American navigation satellite used for GPS

USA-128, also known as GPS IIA-18, GPS II-27 and GPS SVN-30, is an American navigation satellite which forms part of the Global Positioning System. It was the eighteenth of nineteen Block IIA GPS satellites to be launched.

== Background ==
Global Positioning System (GPS) was developed by the U.S. Department of Defense to provide all-weather round-the-clock navigation capabilities for military ground, sea, and air forces. Since its implementation, GPS has also become an integral asset in numerous civilian applications and industries around the globe, including recreational used (e.g., boating, aircraft, hiking), corporate vehicle fleet tracking, and surveying. GPS employs 24 spacecraft in 20,200 km circular orbits inclined at 55.0°. These vehicles are placed in 6 orbit planes with four operational satellites in each plane.

GPS Block 2 was the operational system, following the demonstration system composed of Block 1 (Navstar 1 - 11) spacecraft. These spacecraft were 3-axis stabilized, nadir pointing using reaction wheels. Dual solar arrays supplied 710 watts of power. They used S-band (SGLS) communications for control and telemetry and Ultra high frequency (UHF) cross-link between spacecraft.
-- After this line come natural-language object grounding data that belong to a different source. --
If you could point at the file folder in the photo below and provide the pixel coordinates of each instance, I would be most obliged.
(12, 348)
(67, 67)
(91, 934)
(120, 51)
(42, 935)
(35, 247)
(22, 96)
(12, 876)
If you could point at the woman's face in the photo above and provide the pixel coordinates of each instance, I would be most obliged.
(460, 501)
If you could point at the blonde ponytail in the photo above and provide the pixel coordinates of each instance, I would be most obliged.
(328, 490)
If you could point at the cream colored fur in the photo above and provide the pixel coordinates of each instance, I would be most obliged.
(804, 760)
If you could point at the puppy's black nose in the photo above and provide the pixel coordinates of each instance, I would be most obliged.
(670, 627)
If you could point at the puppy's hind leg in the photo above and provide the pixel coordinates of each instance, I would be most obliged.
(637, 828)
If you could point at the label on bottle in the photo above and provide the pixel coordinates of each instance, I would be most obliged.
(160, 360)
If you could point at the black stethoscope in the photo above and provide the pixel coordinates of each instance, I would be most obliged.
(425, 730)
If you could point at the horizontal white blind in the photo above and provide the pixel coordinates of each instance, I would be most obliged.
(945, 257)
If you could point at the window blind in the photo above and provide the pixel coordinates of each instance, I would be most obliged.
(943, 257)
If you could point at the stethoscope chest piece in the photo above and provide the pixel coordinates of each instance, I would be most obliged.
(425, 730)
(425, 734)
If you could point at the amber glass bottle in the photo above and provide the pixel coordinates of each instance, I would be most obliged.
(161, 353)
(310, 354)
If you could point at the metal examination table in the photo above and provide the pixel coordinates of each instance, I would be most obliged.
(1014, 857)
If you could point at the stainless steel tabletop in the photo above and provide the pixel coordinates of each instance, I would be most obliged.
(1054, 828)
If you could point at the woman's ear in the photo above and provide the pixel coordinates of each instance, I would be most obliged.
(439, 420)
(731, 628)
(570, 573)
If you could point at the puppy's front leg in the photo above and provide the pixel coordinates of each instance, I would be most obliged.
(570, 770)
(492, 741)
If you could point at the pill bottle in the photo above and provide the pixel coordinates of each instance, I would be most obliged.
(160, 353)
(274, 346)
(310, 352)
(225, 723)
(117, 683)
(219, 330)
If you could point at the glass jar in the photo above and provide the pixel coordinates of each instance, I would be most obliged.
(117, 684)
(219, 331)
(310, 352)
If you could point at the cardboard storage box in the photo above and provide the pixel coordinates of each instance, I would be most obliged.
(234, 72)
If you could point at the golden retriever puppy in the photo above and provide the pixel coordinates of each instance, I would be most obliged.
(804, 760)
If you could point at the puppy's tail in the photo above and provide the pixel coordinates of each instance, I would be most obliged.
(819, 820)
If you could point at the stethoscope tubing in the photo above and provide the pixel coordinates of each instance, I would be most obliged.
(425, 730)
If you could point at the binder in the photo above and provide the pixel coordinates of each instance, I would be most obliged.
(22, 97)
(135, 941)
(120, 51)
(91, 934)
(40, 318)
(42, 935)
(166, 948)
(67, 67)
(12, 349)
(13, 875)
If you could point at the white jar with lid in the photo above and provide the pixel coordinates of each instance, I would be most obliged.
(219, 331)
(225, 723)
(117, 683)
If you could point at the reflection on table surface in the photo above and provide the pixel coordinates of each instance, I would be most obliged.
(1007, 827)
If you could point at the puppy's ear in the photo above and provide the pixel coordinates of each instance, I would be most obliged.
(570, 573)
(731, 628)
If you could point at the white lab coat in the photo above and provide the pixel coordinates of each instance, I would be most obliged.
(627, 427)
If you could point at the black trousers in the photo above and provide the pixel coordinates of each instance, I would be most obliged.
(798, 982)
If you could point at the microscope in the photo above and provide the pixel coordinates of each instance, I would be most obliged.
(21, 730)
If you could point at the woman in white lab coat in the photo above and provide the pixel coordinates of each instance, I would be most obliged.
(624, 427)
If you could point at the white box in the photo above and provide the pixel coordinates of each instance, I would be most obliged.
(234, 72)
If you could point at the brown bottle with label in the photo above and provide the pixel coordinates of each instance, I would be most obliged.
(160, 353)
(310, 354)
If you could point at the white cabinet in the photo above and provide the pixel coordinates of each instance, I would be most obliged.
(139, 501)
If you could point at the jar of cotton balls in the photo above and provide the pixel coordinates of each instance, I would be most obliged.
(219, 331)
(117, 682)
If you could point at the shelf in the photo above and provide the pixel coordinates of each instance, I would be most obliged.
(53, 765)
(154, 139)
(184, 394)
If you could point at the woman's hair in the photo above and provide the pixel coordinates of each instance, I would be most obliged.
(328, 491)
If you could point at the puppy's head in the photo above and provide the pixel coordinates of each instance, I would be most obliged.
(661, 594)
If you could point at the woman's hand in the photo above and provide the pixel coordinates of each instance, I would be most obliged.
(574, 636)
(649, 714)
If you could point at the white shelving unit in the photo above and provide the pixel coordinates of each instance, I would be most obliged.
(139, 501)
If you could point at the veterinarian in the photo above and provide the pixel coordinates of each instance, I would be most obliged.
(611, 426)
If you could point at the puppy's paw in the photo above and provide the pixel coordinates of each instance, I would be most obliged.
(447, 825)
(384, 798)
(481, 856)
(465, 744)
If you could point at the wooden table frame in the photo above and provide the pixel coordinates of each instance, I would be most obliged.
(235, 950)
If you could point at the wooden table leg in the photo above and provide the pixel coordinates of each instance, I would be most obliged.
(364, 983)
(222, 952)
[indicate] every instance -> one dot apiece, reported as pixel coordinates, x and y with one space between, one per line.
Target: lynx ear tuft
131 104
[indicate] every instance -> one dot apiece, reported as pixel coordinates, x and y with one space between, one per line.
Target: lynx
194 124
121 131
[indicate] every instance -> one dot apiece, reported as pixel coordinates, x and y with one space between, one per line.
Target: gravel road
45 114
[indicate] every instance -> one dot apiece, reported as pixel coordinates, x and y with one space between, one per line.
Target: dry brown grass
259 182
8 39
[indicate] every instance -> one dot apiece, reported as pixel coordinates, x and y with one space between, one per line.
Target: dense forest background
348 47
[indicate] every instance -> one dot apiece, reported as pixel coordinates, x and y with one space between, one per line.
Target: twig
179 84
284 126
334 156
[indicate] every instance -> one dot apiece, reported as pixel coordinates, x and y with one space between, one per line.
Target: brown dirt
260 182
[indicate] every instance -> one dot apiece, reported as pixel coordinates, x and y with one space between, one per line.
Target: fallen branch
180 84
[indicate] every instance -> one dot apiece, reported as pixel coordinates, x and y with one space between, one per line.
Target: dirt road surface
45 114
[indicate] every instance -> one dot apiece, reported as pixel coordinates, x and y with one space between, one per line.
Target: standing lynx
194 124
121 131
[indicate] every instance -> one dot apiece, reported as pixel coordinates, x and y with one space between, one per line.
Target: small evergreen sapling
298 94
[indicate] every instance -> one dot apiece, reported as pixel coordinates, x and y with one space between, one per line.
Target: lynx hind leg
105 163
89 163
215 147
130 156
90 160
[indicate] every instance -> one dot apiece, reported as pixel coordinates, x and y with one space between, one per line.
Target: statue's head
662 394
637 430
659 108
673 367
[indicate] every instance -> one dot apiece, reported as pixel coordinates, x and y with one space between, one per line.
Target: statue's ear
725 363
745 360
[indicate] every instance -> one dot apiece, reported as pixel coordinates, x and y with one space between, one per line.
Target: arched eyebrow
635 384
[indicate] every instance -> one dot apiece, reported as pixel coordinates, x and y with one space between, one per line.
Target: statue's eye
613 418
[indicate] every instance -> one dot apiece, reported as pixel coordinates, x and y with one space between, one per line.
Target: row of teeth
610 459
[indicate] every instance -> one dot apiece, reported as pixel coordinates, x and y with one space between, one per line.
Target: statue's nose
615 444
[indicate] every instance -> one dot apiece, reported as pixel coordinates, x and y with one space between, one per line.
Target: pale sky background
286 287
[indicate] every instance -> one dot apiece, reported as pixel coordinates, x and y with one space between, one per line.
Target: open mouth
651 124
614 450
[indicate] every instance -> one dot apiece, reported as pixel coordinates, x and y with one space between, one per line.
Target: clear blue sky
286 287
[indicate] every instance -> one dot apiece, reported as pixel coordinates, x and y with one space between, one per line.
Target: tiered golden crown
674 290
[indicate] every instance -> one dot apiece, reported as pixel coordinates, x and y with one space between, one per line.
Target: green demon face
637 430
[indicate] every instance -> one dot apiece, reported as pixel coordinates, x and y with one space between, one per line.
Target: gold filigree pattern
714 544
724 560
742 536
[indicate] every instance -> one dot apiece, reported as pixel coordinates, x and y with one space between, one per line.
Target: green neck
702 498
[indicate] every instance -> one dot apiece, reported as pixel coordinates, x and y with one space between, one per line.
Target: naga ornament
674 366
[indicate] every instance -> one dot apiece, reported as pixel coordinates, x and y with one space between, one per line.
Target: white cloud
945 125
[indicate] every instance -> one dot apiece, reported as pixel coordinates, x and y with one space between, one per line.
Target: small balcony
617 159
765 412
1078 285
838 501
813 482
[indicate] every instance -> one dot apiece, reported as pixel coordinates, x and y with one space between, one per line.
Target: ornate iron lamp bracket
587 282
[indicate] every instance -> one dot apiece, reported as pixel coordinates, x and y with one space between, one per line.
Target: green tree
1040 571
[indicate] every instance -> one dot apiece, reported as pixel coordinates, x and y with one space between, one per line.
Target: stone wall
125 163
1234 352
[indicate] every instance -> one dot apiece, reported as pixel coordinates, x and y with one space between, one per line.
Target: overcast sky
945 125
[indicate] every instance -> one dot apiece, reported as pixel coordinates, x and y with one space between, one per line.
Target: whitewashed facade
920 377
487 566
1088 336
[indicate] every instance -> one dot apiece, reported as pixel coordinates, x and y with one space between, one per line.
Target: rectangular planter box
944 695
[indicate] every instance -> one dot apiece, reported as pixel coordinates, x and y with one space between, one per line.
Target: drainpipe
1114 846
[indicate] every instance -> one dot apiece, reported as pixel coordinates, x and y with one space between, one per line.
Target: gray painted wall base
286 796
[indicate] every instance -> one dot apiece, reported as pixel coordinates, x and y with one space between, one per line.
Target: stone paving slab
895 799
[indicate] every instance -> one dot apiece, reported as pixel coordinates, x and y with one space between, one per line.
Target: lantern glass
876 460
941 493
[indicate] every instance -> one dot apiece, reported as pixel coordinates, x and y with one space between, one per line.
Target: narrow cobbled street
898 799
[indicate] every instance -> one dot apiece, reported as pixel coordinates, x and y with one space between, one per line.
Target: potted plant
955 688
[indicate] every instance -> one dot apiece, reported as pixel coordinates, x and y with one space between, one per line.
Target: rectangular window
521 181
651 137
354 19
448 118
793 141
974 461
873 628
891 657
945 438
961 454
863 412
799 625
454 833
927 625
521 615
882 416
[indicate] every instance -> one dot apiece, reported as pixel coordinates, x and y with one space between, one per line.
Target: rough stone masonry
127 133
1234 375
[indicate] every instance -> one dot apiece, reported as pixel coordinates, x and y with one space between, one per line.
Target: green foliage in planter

The payload consisted of two L-band navigation signals at 1575.42 MHz (L1) and 1227.60 MHz (L2). Each spacecraft carried 2 rubidium and 2 Cesium clocks and nuclear detonation detection sensors. Built by Rockwell Space Systems for the U.S. Air force, the spacecraft measured 5.3 m across with solar panels deployed and had a design life of 7.5 years.

== Launch ==
USA-128 was launched at 08:49:00 UTC on 12 September 1996, atop a Delta II launch vehicle, flight number D238, flying in the 7925-9.5 configuration. The launch took place from Launch Complex 17A (LC-17A) at the Cape Canaveral Air Force Station (CCAFS), and placed USA-128 into a transfer orbit. The satellite raised itself into medium Earth orbit using a Star-37XFP apogee motor.

== Mission ==
On 17 October 1996, USA-128 was in an orbit with a perigee of 20058 km, an apogee of 20305 km, a period of 717.94 minutes, and 54.7° of inclination to the equator. It broadcasts the PRN 30 signal, and operates in slot 2 of plane B of the GPS constellation. The satellite has a mass of 840 kg. It had a design life of 7.5 years, and was decommissioned on 20 July 2011.